06:46Un prof doit se comporter comme un prof, s'habiller comme un prof,
06:49gronder comme un prof, enseigner comme un prof.
06:51Il doit accepter d'avoir 40 ans et pas 18,
06:53de ne pas être le copain de toute la classe.
06:56Il doit accepter de se faire respecter,
06:59et peut-être même de ne pas être aimé,
07:01parce que ça, ce n'est pas une obligation.
07:04Il faut qu'il soit sur l'estrade, le surplomb, c'était ça.
07:07Et puis à ce prof, on doit donner les outils de coercition,
07:10les notes, la punition, l'exclusion, le renvoi.
07:12Même chose pour les parents, l'autorité, ce n'est pas simple.
07:16De dire à un enfant, tu ne sors pas, avec ses amis-là,
07:20tu vas dans ta chambre, tu vas faire tes devoirs, tu fais ton lit,
07:24ce n'est pas sympa.
07:25C'est vrai qu'on préférait être le père peinard que le père fouettard.

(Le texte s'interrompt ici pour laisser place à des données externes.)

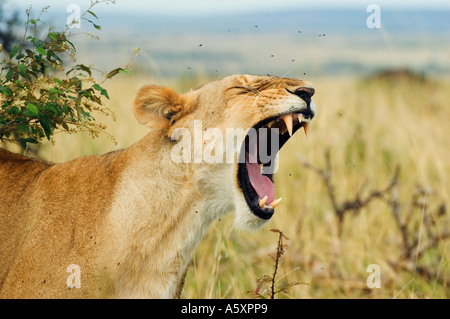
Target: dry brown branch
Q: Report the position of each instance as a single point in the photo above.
(421, 228)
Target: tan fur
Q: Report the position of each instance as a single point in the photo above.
(130, 219)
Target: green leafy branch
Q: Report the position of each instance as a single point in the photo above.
(40, 95)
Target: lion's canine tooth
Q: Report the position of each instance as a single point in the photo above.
(306, 128)
(275, 202)
(263, 201)
(288, 120)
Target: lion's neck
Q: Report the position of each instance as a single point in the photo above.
(160, 212)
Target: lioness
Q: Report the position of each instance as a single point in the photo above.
(126, 224)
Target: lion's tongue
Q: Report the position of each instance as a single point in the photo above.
(261, 184)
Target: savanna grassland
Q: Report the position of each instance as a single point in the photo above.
(370, 185)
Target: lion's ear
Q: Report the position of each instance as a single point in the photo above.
(155, 106)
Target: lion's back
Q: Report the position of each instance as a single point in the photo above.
(16, 174)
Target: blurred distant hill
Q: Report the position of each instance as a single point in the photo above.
(292, 43)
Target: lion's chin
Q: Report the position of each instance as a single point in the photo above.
(245, 219)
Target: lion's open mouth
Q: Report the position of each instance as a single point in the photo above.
(257, 161)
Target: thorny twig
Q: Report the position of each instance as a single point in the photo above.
(272, 279)
(414, 245)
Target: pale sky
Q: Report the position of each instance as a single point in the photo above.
(188, 7)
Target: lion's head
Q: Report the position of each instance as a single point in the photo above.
(267, 110)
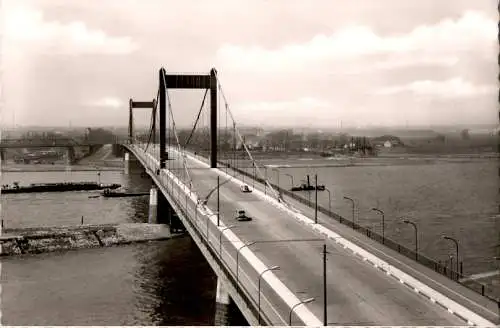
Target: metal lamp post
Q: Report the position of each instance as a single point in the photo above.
(277, 176)
(353, 206)
(220, 238)
(415, 228)
(237, 258)
(316, 199)
(291, 178)
(218, 201)
(260, 275)
(329, 200)
(265, 180)
(309, 300)
(383, 222)
(456, 247)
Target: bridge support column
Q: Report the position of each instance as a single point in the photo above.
(222, 302)
(126, 163)
(153, 205)
(70, 155)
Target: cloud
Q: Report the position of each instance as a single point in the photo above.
(452, 88)
(472, 32)
(301, 110)
(109, 102)
(26, 28)
(405, 61)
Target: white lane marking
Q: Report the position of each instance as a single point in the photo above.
(329, 234)
(429, 289)
(290, 299)
(224, 248)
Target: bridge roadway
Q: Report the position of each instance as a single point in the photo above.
(472, 300)
(359, 294)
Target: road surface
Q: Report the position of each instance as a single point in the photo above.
(358, 293)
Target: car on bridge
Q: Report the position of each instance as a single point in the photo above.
(245, 188)
(242, 216)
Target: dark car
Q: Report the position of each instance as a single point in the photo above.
(245, 188)
(242, 216)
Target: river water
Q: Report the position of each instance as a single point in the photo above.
(158, 283)
(169, 282)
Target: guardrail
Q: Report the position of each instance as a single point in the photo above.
(174, 186)
(434, 296)
(422, 259)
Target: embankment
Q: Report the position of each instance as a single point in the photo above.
(48, 239)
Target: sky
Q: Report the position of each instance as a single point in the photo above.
(281, 63)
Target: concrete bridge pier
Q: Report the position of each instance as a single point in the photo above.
(70, 155)
(153, 205)
(126, 166)
(222, 303)
(226, 311)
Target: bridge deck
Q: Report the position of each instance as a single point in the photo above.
(358, 292)
(453, 290)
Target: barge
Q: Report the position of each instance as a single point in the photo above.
(15, 188)
(308, 187)
(110, 194)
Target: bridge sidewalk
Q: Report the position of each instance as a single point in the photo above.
(453, 290)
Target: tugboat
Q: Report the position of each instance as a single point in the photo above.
(308, 186)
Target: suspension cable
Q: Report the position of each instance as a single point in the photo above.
(191, 186)
(197, 118)
(153, 117)
(277, 194)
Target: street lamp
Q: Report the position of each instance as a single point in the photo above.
(260, 275)
(353, 206)
(416, 235)
(456, 246)
(220, 238)
(278, 176)
(329, 200)
(383, 222)
(309, 300)
(218, 200)
(265, 180)
(237, 258)
(316, 199)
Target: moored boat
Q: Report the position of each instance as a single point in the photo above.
(15, 188)
(308, 187)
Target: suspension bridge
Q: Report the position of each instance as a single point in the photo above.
(282, 267)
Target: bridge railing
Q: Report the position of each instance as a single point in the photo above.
(203, 223)
(422, 259)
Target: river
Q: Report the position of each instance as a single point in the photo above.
(169, 283)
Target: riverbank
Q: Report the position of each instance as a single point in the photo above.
(17, 241)
(60, 167)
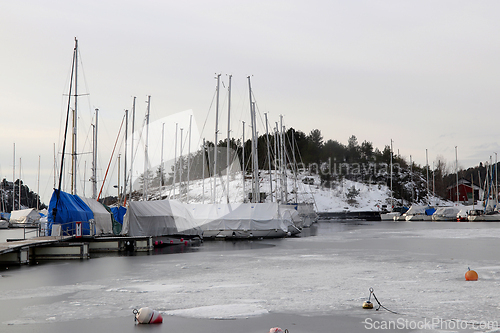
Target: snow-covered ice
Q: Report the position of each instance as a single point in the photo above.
(416, 269)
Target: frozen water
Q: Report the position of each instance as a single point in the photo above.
(416, 269)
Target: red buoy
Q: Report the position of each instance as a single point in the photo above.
(148, 316)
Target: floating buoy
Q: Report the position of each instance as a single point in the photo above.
(367, 305)
(148, 316)
(471, 275)
(277, 330)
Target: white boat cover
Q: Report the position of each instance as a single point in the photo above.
(446, 212)
(242, 216)
(27, 216)
(102, 217)
(158, 218)
(416, 210)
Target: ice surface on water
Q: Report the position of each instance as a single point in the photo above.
(311, 275)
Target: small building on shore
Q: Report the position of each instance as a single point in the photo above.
(466, 192)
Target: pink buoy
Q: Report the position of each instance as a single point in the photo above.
(148, 316)
(275, 330)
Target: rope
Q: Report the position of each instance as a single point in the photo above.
(380, 304)
(470, 323)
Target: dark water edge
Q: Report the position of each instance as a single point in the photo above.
(337, 321)
(334, 323)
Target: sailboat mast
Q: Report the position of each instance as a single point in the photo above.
(269, 160)
(19, 192)
(255, 164)
(295, 189)
(14, 179)
(125, 162)
(180, 167)
(411, 179)
(94, 157)
(216, 134)
(132, 149)
(392, 197)
(175, 157)
(161, 157)
(37, 186)
(243, 164)
(75, 122)
(427, 173)
(189, 157)
(283, 152)
(456, 170)
(203, 174)
(228, 136)
(146, 157)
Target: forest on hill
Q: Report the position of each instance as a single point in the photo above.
(332, 160)
(309, 153)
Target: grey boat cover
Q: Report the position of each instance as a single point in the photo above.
(158, 218)
(27, 216)
(102, 217)
(242, 216)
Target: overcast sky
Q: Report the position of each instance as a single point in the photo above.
(422, 73)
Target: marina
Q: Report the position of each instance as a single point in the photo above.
(306, 284)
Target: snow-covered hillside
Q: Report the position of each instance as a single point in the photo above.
(344, 195)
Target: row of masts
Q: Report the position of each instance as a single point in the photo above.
(255, 188)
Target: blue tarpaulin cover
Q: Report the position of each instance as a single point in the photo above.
(70, 208)
(430, 211)
(118, 213)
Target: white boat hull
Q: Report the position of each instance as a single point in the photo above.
(415, 218)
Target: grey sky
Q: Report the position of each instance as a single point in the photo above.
(423, 73)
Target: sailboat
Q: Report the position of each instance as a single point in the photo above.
(490, 211)
(70, 214)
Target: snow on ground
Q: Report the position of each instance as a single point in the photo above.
(416, 269)
(370, 197)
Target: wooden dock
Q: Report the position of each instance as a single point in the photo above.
(19, 252)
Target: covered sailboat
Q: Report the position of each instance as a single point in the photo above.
(65, 210)
(159, 218)
(243, 220)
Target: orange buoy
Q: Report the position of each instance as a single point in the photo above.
(471, 275)
(275, 330)
(148, 316)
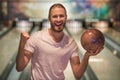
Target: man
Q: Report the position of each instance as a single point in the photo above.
(51, 49)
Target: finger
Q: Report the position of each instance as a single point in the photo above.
(25, 35)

07:30Et c'est vrai que s'agissant des garçons,
07:33alors ça, c'est vraiment le sujet tabou entre les tabous,
07:35et pourtant, c'est vrai, les garçons ont besoin d'avoir une autorité masculine,
07:39un modèle, et puis il faut que ce soit mon père ce héros,
07:43et pas mon père ce pauvre type, comme on le présente souvent.
07:46On pourrait en parler de beaux modèles.

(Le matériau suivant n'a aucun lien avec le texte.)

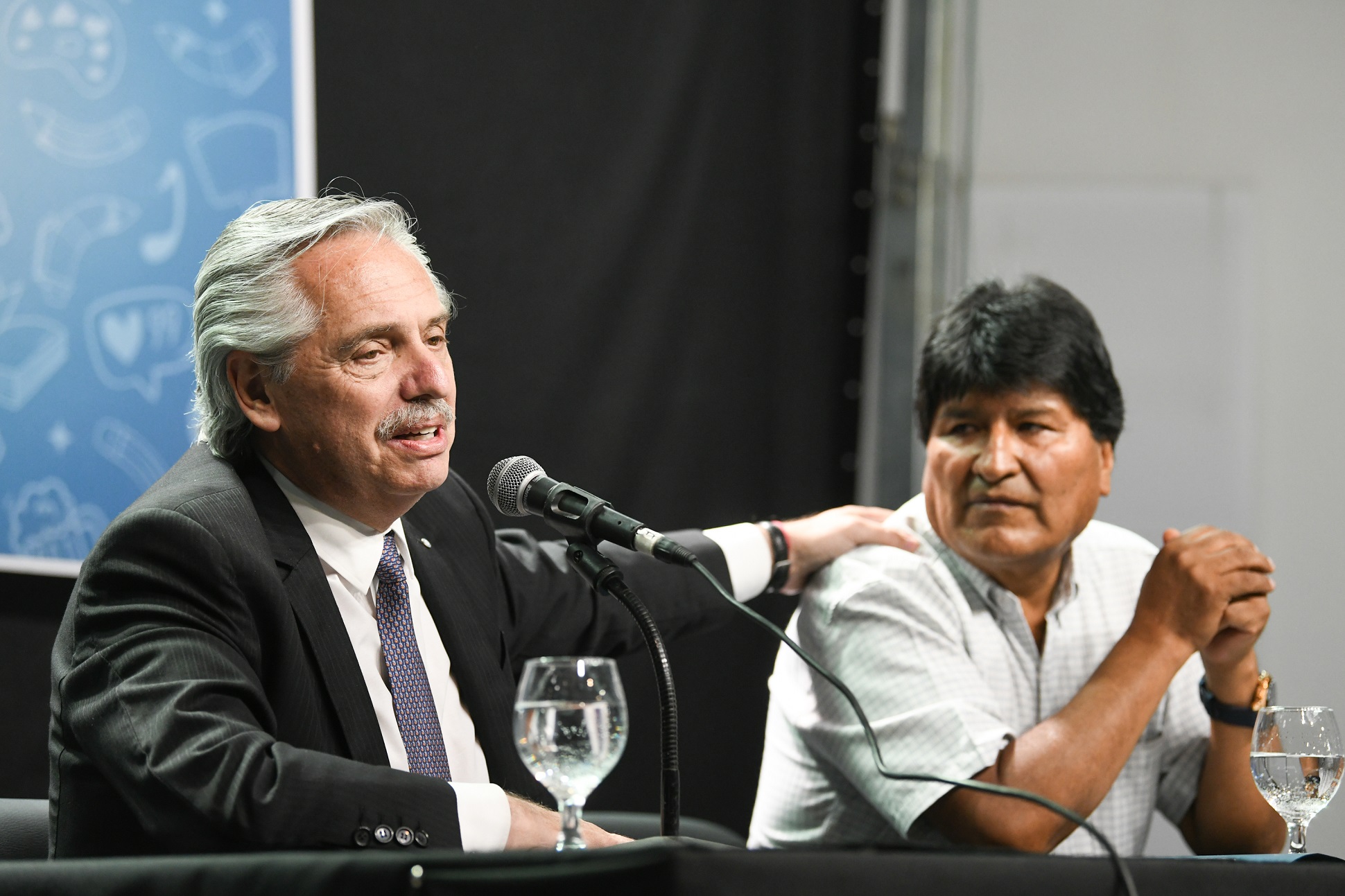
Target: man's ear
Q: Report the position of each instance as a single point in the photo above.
(1109, 460)
(252, 389)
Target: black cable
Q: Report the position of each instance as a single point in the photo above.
(670, 789)
(605, 576)
(1122, 871)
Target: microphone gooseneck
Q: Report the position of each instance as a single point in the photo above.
(518, 486)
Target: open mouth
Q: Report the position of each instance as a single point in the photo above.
(997, 504)
(419, 435)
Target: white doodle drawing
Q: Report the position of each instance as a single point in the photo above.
(216, 10)
(6, 221)
(46, 521)
(85, 146)
(240, 158)
(60, 437)
(240, 67)
(128, 451)
(65, 236)
(33, 350)
(83, 39)
(139, 337)
(10, 298)
(159, 247)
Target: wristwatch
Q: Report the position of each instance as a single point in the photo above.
(779, 556)
(1242, 716)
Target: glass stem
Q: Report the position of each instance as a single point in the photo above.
(571, 838)
(1297, 837)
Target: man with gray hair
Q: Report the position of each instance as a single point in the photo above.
(306, 634)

07:47Il y a quelques jours, il y a un père de famille en Seine-et-Marne,
07:50à Moissnay exactement, qui a sauvé ses trois enfants des flammes.

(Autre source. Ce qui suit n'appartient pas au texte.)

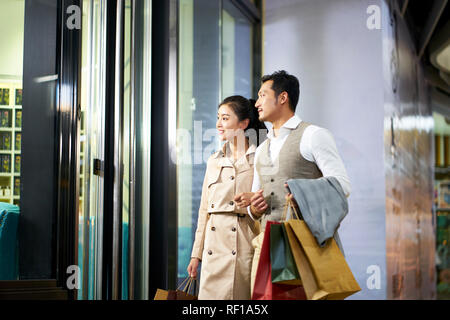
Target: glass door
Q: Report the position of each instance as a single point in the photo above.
(92, 144)
(113, 240)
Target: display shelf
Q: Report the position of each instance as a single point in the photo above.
(10, 139)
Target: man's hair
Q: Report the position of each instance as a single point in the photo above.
(283, 81)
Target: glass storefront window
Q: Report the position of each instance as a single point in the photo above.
(136, 119)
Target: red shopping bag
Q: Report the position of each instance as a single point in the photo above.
(264, 289)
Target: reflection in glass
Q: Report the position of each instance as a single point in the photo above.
(90, 232)
(236, 52)
(11, 65)
(215, 61)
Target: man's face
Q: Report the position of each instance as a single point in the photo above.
(267, 103)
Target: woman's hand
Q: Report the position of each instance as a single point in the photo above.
(243, 199)
(193, 267)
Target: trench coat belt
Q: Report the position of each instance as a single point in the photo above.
(240, 215)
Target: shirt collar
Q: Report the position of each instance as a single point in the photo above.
(223, 151)
(286, 128)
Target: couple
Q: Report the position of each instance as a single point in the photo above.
(239, 196)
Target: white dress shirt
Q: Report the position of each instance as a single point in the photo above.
(317, 145)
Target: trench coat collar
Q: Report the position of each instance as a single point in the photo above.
(224, 161)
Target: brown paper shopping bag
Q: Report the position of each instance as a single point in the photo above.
(324, 272)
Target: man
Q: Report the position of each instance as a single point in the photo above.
(294, 149)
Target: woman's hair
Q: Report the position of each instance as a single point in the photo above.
(245, 109)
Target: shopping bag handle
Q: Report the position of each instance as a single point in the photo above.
(287, 205)
(187, 285)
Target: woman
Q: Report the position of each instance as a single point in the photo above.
(224, 229)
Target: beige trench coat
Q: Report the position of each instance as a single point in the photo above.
(223, 238)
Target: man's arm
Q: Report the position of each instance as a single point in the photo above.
(320, 148)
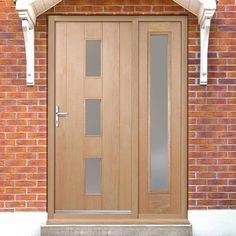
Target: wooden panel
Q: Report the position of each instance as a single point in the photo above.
(143, 119)
(111, 142)
(125, 180)
(93, 31)
(69, 164)
(61, 100)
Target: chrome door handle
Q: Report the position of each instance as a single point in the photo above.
(59, 114)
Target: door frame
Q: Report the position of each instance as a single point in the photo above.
(54, 218)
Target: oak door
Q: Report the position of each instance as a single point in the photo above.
(117, 120)
(93, 134)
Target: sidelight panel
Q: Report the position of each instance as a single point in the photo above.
(159, 162)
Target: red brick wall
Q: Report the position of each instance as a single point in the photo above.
(212, 109)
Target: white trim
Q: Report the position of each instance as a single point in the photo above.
(213, 222)
(28, 10)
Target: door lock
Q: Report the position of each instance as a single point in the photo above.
(59, 114)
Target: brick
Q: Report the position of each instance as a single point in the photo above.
(212, 111)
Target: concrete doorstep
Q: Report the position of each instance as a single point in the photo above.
(116, 230)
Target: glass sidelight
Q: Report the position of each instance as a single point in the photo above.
(158, 87)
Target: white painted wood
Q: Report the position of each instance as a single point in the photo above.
(29, 9)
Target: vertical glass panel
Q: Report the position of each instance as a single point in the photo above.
(93, 117)
(93, 58)
(159, 179)
(92, 175)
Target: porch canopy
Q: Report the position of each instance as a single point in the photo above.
(29, 10)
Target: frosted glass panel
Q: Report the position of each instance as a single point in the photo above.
(93, 58)
(92, 175)
(159, 179)
(93, 117)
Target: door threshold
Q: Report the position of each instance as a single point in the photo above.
(114, 230)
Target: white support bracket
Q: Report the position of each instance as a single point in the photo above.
(205, 15)
(28, 19)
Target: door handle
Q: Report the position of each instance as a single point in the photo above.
(58, 115)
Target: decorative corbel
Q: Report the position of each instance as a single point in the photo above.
(205, 15)
(28, 18)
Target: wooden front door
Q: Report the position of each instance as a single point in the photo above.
(101, 130)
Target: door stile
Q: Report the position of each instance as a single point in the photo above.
(51, 118)
(135, 116)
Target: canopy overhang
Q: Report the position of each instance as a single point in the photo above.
(29, 10)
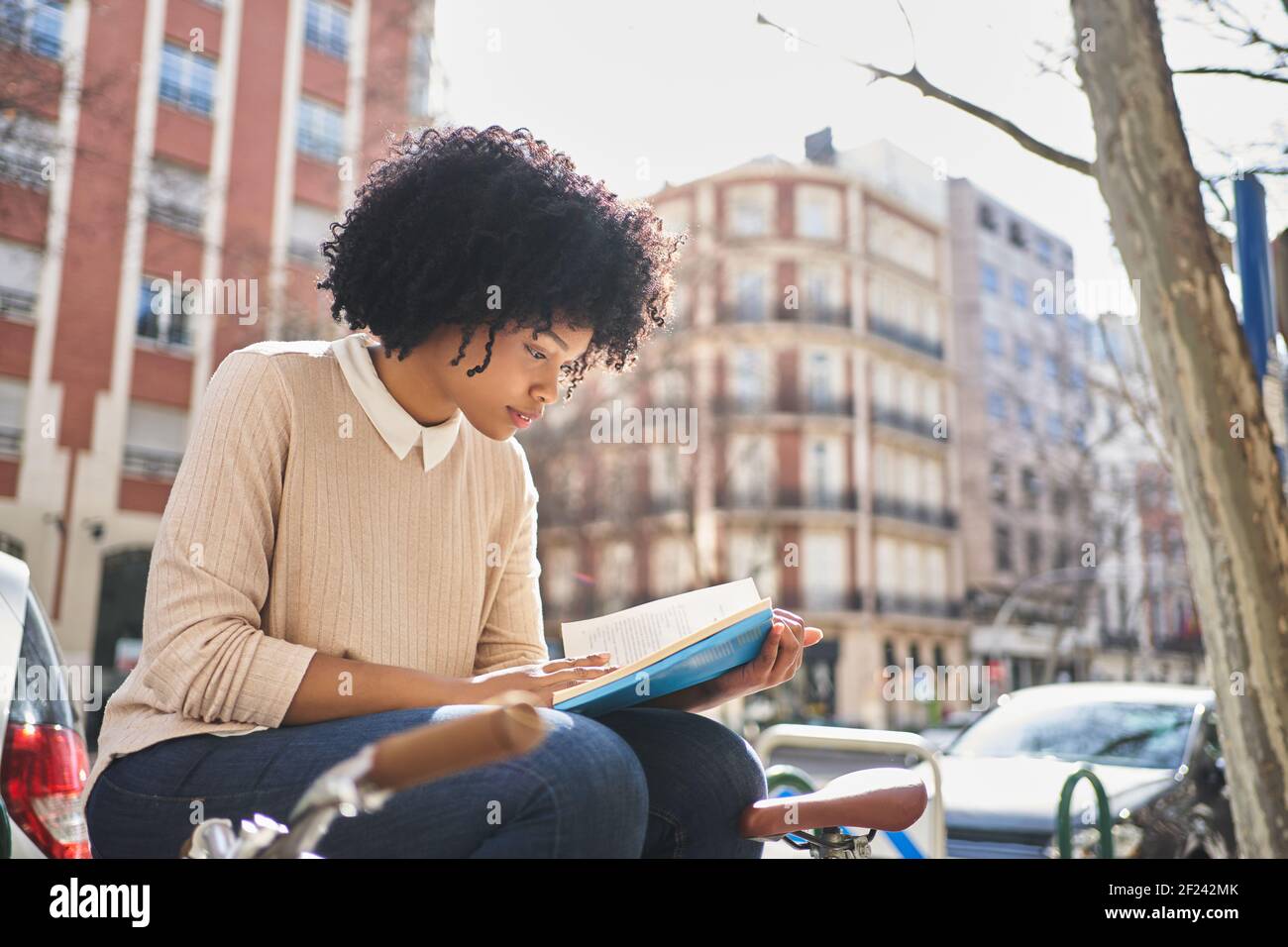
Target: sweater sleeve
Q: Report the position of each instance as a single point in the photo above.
(514, 630)
(205, 655)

07:54Il est dans le coma depuis.
07:56Est-ce que vous en avez entendu parler ?
07:57Non, ce n'est pas ces figures-là qu'ont dû montrer.
08:00Et puis, au-delà du père, c'est vrai que les garçons adolescents à problème
08:04sont souvent gérés par des femmes qui mettent toute la meilleure volonté du monde,
08:08des profs, des juges, mais qui ont peut-être tendance à les materner
08:12quand ils auraient besoin d'un rapport de force.
08:15Mais c'est des questions absolument interdites,
08:17puisqu'aujourd'hui, hommes et femmes sont parfaitement interchangeables.
08:22Autre sujet, peut-être, que personne n'a abordé,
08:26j'ai vu en passant que cet enfant en voulait au surveillant
08:30parce que l'une d'elles lui avait fait une remarque
08:33parce qu'il embrassait sa petite amie dans les couloirs.
08:35Est-ce qu'un enfant de cet âge est prêt à avoir une vie affective ?
08:40Celui qui n'a pas la moindre empathie pour la vie de son prochain,
08:42comment pourrait-il aimer une fille de son âge ?
08:45Ça aussi, c'est un héritage de mai 68, considérer que tout est normal.
08:50Et puis, on peut aussi envisager, j'aimerais en reparler,
08:54je terminerai par là, c'était une idée de Jacques Bichaud, l'économiste,
08:58de faire des allocations familiales à point, si j'ose dire,
09:03et même des retraites à point, c'est-à-dire récompenser les familles
09:07qui élèvent correctement leurs enfants, bien insérés,
09:12et en revanche, ne pas récompenser celles qui en font des délinquants.
09:17Vous les aurez plus de points si vous avez bien élevé vos enfants,
09:20vous aurez moins de points si vous les avez mal élevés.
09:24Mais cela, évidemment, personne ne le met sur la table.
09:27Pour le moment, on interdit les couteaux, mais à part ruiner les coutelleries,
09:30on ne voit pas bien à quoi ça va servir.